![title](img/tb_23557_westheimer.png)

In [1]:
import pandas as pd
import requests
import re
import time
from bs4 import BeautifulSoup as bs
from pprint import pprint

In [2]:
display(HTML("<style>.container { width:100% !important; }</style>"))
css = open('../style-table.css').read() + open('../style-notebook.css').read()
HTML('<style>{}</style>'.format(css))

pd.set_option('display.max_colwidth', 200)

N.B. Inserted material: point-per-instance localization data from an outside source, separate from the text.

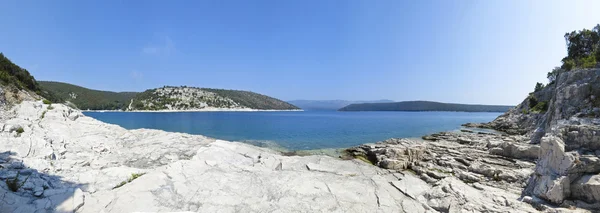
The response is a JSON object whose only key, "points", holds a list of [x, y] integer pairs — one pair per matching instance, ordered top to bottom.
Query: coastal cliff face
{"points": [[568, 131], [569, 134], [548, 150]]}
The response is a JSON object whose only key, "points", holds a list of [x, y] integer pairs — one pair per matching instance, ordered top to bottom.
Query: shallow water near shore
{"points": [[300, 130]]}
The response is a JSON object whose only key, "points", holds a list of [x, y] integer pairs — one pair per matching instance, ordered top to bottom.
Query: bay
{"points": [[298, 130]]}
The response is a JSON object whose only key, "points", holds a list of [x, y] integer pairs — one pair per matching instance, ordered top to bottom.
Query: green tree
{"points": [[538, 86]]}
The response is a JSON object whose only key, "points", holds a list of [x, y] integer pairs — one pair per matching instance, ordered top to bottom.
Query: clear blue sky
{"points": [[489, 52]]}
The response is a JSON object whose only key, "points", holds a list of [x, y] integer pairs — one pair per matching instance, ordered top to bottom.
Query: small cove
{"points": [[298, 130]]}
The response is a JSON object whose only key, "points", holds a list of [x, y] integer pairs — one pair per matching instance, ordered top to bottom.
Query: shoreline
{"points": [[204, 110], [85, 165]]}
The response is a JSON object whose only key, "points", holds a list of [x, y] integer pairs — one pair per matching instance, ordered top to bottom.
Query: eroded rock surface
{"points": [[67, 162]]}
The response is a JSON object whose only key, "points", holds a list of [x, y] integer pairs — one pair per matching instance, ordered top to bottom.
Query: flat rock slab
{"points": [[411, 186]]}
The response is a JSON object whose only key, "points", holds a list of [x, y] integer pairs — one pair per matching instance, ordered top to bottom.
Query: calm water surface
{"points": [[298, 130]]}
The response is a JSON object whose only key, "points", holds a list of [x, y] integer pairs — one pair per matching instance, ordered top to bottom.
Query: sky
{"points": [[470, 51]]}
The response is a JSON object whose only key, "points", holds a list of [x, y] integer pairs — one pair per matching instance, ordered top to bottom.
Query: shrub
{"points": [[589, 62], [568, 64], [553, 74], [538, 86], [532, 101], [540, 107], [133, 177], [14, 184]]}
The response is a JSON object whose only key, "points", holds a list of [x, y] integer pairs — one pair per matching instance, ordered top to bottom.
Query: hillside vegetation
{"points": [[13, 75], [84, 98], [192, 98], [424, 106]]}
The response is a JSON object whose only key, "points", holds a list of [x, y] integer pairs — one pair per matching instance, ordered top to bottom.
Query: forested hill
{"points": [[13, 75], [84, 98], [164, 98], [192, 98], [424, 106]]}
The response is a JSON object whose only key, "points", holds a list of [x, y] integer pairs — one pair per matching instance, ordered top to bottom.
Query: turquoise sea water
{"points": [[298, 130]]}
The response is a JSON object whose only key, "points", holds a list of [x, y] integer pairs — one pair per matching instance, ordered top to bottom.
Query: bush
{"points": [[589, 62], [568, 64], [553, 74], [538, 86], [532, 101], [133, 177], [14, 184]]}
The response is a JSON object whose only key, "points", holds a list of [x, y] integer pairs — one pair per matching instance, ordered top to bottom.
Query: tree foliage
{"points": [[583, 48], [11, 74], [538, 86], [85, 98]]}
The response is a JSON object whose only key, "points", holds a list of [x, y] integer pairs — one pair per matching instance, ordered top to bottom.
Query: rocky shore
{"points": [[55, 159], [63, 161]]}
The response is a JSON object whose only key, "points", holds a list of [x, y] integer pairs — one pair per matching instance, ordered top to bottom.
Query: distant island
{"points": [[166, 98], [329, 104], [425, 106]]}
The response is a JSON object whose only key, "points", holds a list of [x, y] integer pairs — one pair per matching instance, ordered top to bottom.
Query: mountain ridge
{"points": [[90, 99]]}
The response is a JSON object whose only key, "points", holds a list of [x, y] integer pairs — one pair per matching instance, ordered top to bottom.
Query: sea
{"points": [[298, 130]]}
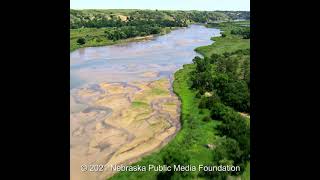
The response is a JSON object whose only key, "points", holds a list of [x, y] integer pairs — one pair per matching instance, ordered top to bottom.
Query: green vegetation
{"points": [[105, 27], [212, 89]]}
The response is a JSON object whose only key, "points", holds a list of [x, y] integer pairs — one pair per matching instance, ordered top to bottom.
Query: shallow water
{"points": [[162, 55], [104, 128]]}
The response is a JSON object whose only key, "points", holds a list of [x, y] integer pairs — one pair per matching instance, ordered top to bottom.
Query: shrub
{"points": [[81, 41], [206, 119]]}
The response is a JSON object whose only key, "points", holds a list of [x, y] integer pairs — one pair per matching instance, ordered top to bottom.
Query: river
{"points": [[121, 103]]}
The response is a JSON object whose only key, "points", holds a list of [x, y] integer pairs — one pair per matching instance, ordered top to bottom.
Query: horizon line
{"points": [[154, 9]]}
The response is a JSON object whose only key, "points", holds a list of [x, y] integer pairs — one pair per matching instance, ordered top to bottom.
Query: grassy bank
{"points": [[229, 43], [191, 144]]}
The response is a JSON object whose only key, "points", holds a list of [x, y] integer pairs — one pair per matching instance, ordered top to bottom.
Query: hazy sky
{"points": [[208, 5]]}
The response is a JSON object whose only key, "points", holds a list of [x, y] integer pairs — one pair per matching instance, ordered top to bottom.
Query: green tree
{"points": [[81, 41]]}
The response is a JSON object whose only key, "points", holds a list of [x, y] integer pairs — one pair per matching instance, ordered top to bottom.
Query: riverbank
{"points": [[95, 37], [192, 144]]}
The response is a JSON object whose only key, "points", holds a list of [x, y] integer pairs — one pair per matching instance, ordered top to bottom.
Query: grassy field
{"points": [[225, 44], [195, 134]]}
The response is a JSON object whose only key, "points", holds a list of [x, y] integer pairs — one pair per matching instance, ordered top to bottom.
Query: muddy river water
{"points": [[121, 103]]}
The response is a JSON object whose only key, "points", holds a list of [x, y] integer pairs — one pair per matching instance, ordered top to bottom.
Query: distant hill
{"points": [[86, 18]]}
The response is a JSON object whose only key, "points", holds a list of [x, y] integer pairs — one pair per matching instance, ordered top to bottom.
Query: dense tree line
{"points": [[107, 18], [99, 23], [132, 31], [244, 32], [227, 76]]}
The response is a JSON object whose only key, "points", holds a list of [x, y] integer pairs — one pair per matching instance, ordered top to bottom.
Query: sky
{"points": [[206, 5]]}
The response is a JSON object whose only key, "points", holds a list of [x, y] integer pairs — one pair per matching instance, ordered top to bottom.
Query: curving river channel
{"points": [[121, 103]]}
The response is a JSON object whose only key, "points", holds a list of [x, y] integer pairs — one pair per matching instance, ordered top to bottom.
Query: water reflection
{"points": [[123, 63]]}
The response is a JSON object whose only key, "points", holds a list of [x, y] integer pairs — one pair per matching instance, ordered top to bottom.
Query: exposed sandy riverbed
{"points": [[121, 100], [116, 123]]}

# Visit main page to get store list with urls

In [3]:
url = 'https://locations.tacobell.com/tx/katy.html'
#url = 'https://locations.tacobell.com/ca/bakersfield.html'
response = requests.get(url)

response.status_code

200

In [4]:
page = response.text

soup = bs(page)

In [5]:
url_prefix = 'https://locations.tacobell.com'

In [6]:
store_urls = [p['href'].replace(r'..', url_prefix) for p in soup.find_all('a', text = 'View Page')]
store_urls

['https://locations.tacobell.com/tx/katy/22642-morton-ranch-road.html',
 'https://locations.tacobell.com/tx/katy/23557-westheimer-pkwy-.html',
 'https://locations.tacobell.com/tx/katy/25109-market-place-drive.html',
 'https://locations.tacobell.com/tx/katy/601-s-mason-rd.html',
 'https://locations.tacobell.com/tx/katy/6117-n--fry-road.html']

# Define function to get store hours and features (address, phone, does it offer delivery or breakfast)

In [7]:
def get_store_hour(soup):
    dow_pattern = re.compile(r'^([A-Z][a-z]+)')
    opn_pattern = re.compile(r'(\d.+M)\ ')
    cld_pattern = re.compile(r'-\ (\d.+M)')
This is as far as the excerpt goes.